The Singelgracht (Causeway Canal) is a significant canal and the former protection line of Amsterdam. Encompassing the entire city centre, its foundations were laid in the early 1600s when the Dutch capital expanded its city borders. Until the late 19th century, the waterway formed a heavily armed defence wall, including magnificent walls and guard towers.
With a length of 6.3 km, the Singelgracht is the longest canal in Amsterdam. Along the way. you can find some of the city’s most favoured parks and moving monuments. The well-known Vondelpark’s eastern end and the legendary Rijksmuseum art institution border this quintessential waterway.
Normally, you’d need a couple of hours to cycle or walk past the canal’s most interesting locations. Allocate more time if you’re planning to enter museums along the Singelgracht.
Singelgracht in Amsterdam – one of the highlights of 10 Best Canals in Amsterdam and 10 Best Markets in Amsterdam (Read all about Amsterdam here)
What are the highlights of the Singelgracht?
The Singelgracht has a prominent position as a half-circle around the city centre, meandering past numerous structures, parks, and galleries. One of the most remarkable buildings on the canal banks is the Rijksmuseum, an art museum with incredible works of some of the Dutch masters. Inside, you can see paintings by Rembrandt van Rijn and Vincent van Gogh.
The eastern entrance of the Vondelpark is just a short walk from the Rijksmuseum. This urban park allows for a well-deserved break, picnic, or a stroll past ponds and flowerbeds. From the Vondelpark, it’s a straightforward walk to the Dubbeltjespanden, a charming alley with historic workers’ homes.
Further east, the Tropenmuseum makes for a commendable stop. This ethnographic museum has over 8 galleries, displaying artefacts and cultural objects from all over the world. Just a short walk from the museum is the Artis Amsterdam Royal Zoo, a great place for families looking to see exotic animals in the Dutch capital,
Adjacent to the Singelgracht, several bars and restaurants with outdoor seating provide diners with pretty canal vistas.

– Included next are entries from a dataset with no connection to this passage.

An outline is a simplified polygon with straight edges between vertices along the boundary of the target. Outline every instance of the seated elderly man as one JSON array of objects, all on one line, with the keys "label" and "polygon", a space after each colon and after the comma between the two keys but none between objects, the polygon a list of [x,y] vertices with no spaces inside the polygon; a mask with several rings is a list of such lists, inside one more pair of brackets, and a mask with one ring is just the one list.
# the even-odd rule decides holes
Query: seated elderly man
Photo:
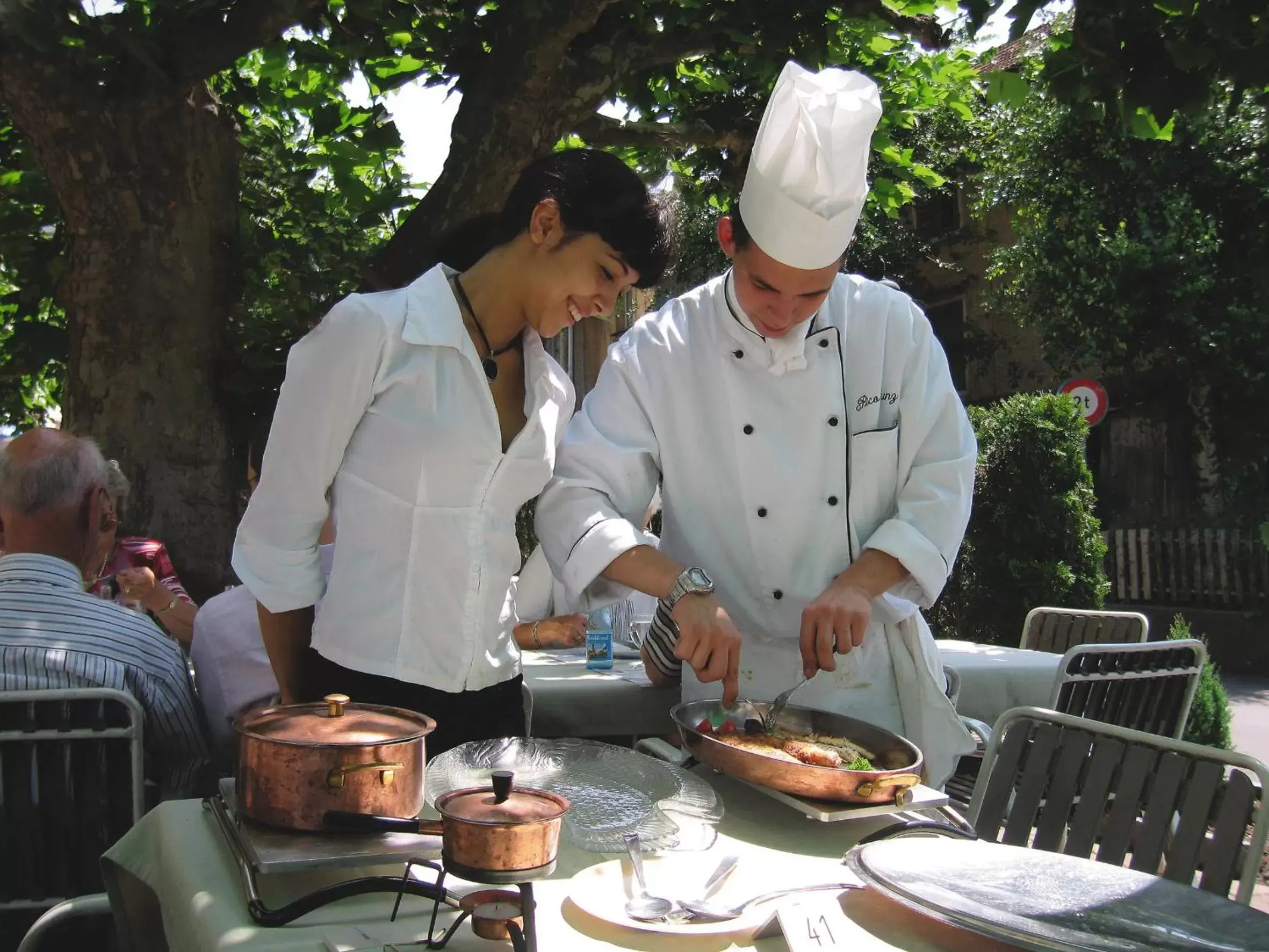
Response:
[{"label": "seated elderly man", "polygon": [[[268,426],[247,447],[247,495],[255,491]],[[331,520],[317,537],[322,578],[330,578],[335,560],[335,533]],[[214,754],[222,764],[232,763],[237,737],[233,720],[261,707],[278,693],[278,682],[269,664],[269,652],[260,635],[255,595],[246,585],[236,585],[207,600],[194,616],[194,640],[189,646],[198,680],[198,696],[207,715]]]},{"label": "seated elderly man", "polygon": [[180,646],[150,618],[84,592],[114,531],[96,446],[49,429],[0,451],[0,689],[117,688],[145,710],[147,776],[188,795],[208,760]]}]

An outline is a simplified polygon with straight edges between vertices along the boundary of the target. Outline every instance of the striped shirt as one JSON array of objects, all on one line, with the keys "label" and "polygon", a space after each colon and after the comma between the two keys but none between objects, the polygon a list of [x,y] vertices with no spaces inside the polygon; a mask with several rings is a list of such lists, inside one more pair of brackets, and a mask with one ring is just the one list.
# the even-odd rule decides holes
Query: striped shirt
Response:
[{"label": "striped shirt", "polygon": [[0,691],[117,688],[145,711],[146,776],[180,796],[208,760],[180,646],[142,614],[84,592],[53,556],[0,557]]},{"label": "striped shirt", "polygon": [[683,661],[674,656],[674,646],[679,644],[679,626],[670,617],[665,602],[656,603],[656,614],[643,638],[643,660],[654,665],[666,678],[683,677]]}]

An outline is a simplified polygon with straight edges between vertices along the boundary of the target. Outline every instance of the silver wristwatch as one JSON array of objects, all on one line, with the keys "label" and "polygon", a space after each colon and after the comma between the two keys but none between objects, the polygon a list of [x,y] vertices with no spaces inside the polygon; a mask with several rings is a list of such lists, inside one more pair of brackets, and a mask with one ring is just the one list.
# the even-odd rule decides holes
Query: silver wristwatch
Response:
[{"label": "silver wristwatch", "polygon": [[712,592],[713,579],[706,574],[704,569],[698,566],[684,569],[679,572],[670,594],[665,597],[665,608],[673,612],[674,604],[684,595],[708,595]]}]

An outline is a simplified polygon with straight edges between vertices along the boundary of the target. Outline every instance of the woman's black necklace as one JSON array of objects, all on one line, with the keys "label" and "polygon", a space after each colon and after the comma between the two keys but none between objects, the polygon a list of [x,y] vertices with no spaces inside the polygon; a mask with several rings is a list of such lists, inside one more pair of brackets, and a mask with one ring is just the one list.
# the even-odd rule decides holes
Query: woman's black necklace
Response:
[{"label": "woman's black necklace", "polygon": [[497,380],[497,360],[495,358],[501,357],[508,350],[511,350],[520,344],[520,335],[516,334],[511,343],[506,347],[500,347],[497,350],[489,345],[489,338],[485,336],[485,329],[480,326],[480,317],[476,316],[476,311],[472,308],[471,298],[467,297],[467,292],[463,291],[463,283],[454,275],[454,291],[458,292],[458,300],[462,302],[463,307],[467,308],[467,315],[472,319],[472,324],[476,325],[476,333],[480,334],[480,340],[485,345],[485,352],[489,354],[480,366],[485,368],[485,376],[489,377],[490,383]]}]

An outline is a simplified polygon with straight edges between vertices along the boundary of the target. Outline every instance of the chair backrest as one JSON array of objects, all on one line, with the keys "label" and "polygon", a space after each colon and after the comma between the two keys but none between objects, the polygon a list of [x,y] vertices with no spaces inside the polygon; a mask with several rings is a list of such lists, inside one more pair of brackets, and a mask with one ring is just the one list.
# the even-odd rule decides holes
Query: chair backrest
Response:
[{"label": "chair backrest", "polygon": [[1179,739],[1206,660],[1207,647],[1197,638],[1076,645],[1062,656],[1048,706]]},{"label": "chair backrest", "polygon": [[0,691],[0,910],[102,891],[145,811],[143,720],[123,691]]},{"label": "chair backrest", "polygon": [[1094,612],[1082,608],[1033,608],[1023,623],[1019,647],[1063,654],[1075,645],[1142,642],[1150,619],[1141,612]]},{"label": "chair backrest", "polygon": [[968,820],[982,839],[1096,858],[1251,901],[1269,768],[1038,707],[992,730]]}]

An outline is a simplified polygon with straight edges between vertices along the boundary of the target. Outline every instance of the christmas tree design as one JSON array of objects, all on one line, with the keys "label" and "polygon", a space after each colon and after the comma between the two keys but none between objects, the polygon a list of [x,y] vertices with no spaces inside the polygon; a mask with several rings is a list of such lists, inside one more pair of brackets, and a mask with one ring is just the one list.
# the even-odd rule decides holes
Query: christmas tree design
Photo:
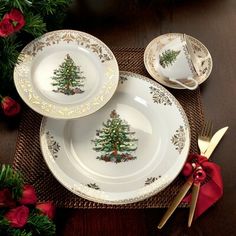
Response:
[{"label": "christmas tree design", "polygon": [[169,65],[172,65],[177,56],[180,54],[181,51],[174,51],[174,50],[166,50],[164,51],[161,55],[160,55],[160,65],[163,67],[163,68],[166,68],[168,67]]},{"label": "christmas tree design", "polygon": [[131,155],[137,149],[138,139],[134,138],[134,134],[127,122],[113,110],[110,119],[103,122],[103,127],[96,131],[97,137],[92,140],[93,150],[101,153],[97,159],[115,163],[136,159]]},{"label": "christmas tree design", "polygon": [[66,55],[63,63],[59,68],[54,70],[52,77],[52,85],[57,87],[53,90],[56,93],[63,93],[65,95],[74,95],[83,93],[82,87],[84,86],[85,77],[80,67],[76,66],[69,54]]}]

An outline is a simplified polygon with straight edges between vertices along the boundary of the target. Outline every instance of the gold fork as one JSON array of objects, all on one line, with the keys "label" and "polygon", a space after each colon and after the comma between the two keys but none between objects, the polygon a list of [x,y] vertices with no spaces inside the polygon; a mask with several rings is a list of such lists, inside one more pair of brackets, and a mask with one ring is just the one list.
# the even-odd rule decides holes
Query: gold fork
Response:
[{"label": "gold fork", "polygon": [[198,136],[198,147],[201,155],[204,155],[209,146],[212,137],[212,128],[212,122],[207,121],[206,123],[204,123],[201,133]]},{"label": "gold fork", "polygon": [[[211,121],[207,121],[204,123],[201,133],[198,136],[198,147],[200,150],[200,154],[204,155],[206,152],[207,148],[209,147],[211,137],[212,137],[212,129],[213,129],[213,124]],[[194,183],[193,184],[193,189],[192,189],[192,198],[190,202],[190,210],[189,210],[189,217],[188,217],[188,227],[191,226],[192,221],[193,221],[193,216],[197,204],[197,199],[198,199],[198,194],[200,190],[200,183]]]},{"label": "gold fork", "polygon": [[[204,153],[206,152],[210,144],[211,132],[212,132],[212,123],[211,122],[204,123],[201,133],[198,137],[198,140],[200,140],[200,142],[198,142],[198,145],[199,145],[201,155],[204,155]],[[185,184],[181,187],[179,193],[176,195],[173,202],[171,203],[166,213],[162,217],[160,223],[158,224],[158,229],[161,229],[165,225],[167,220],[173,214],[173,212],[175,211],[179,203],[182,201],[184,196],[187,194],[187,192],[189,191],[192,185],[193,185],[193,190],[192,190],[192,198],[191,198],[191,203],[190,203],[189,220],[188,220],[188,226],[189,227],[191,226],[193,216],[194,216],[194,211],[196,208],[198,193],[200,189],[200,184],[197,184],[197,183],[195,184],[192,177],[190,177],[185,182]]]}]

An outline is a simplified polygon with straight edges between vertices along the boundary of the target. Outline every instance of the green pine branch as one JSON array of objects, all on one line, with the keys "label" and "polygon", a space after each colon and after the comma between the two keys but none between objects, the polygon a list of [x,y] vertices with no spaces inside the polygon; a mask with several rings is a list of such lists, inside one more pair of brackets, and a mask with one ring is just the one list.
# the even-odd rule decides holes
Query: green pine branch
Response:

A brief history of the Singelgracht
The Singelgracht was a result of the fourth expansion of Amsterdam, which at that time was a flourishing hub for trade and one of the largest cities in the world. The canal was drawn like a circle around the older canals, such as the Singel, Herengracht, and Kloveniersburgwal. This all happened in 1663 when the canal was created as a bastille around the prosperous municipality. Across the 60-metre-wide waterway, 8 gates and 26 defence towers were constructed to protect the city from harm. The location of the former towers, called bolwerken, are indicated by plaques in the street.
It was only in 1877 that Amsterdam expanded even further, and the Singelgracht was no longer the city’s outer border. The canal became less wide, and the citadel’s towers were removed to make way for residential areas.
Good to know about the Singelgracht in Amsterdam
Keep in mind that most canal boat tour operators omit the Singelgracht from their itineraries, as this canal is part of the outermost layer of the centre. The best (and most thorough) way of seeing this channel is by walking or cycling. Another way to navigate this broad channel is by pedalboat, which you can rent from the nearby Keizersgracht.
Unlike numerous canals in Amsterdam, the streets along the Singelgracht don’t carry the same name as the waterway itself. Instead, look up street names such as Nassaukade and Marnixkade when you want to explore the Singelgracht.
The Singelgracht differs from the Singel, an Amsterdam gracht (canal) close to the Amsterdam Centraal train station, the Royal Palace, and the Nieuwe Kerk (New Church).